Since Dustin Hoffman is stereotypized in the portrayals of vulnerable characters easily manipulated by women (“The Midnight Cowboy,” “Kramer vs. Kramer”), the role of Ben fits him perfectly. As a matter of fact, his performance in “The Graduate” is Hoffman’s breakthrough on the big screen and also a prelude to his later appearances as the best friend of a male prostitute in “The Midnight Cowboy” opposite Jon Voight and as a butter-fingered single father in “Kramer vs. Kramer” opposite Meryl Streep.

For the latter movie, he won his first Oscar.

His onscreen seducer/female manipulator Anne Bancroft plays her character with a certain degree of theatricality, most likely acquired from Bancroft’s stints on Broadway.
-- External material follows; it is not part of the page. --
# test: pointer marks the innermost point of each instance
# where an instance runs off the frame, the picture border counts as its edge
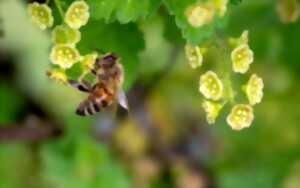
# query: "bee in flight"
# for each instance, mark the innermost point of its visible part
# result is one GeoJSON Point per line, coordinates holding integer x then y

There is something that really belongs to the stage both in the firm posture of her figure (she is slightly towering over Hoffman) and the piercing sense of seduction in her deep black Italian eyes.

It is, namely, this theatricality that makes the onscreen romance believably scandalous, despite the fact that in real life Anne Bancroft is only a few years older than Dustin Hoffman.

Yes, the late Bancroft knows how to play with classiness for her film debut is opposite not anybody else but Merilyn Monroe in “Don’t Bother to Knock” (1952). Her (Bancroft’s) appearance is the perfect foil for Katharine Ross air of innocence and naïveté. The relative newcomer Ross (“Butch Cassidy and the Sundance Kid”) is so good at portraying the goody-goody daddy’s girl Elaine that it is shocking to even think that she could be only nine years younger than her onscreen mother Bancroft. She should have won the Academy Award for a Best Supporting Actress.

In psychoanalytical terms, the love triangle Mrs. Robinson-Ben-Elaine forms a re-definition of the Elektra Complex.

If “Lolita” were to be re-written with reversed gender roles, Ben would be the perfect male substitute for the main heroine. If the typical comedy recipe “Boy gets girl. Boy loses girl. Boy gets girl.” needed a blueprint, “The Graduate” would qualify. That’s why this film is so unique.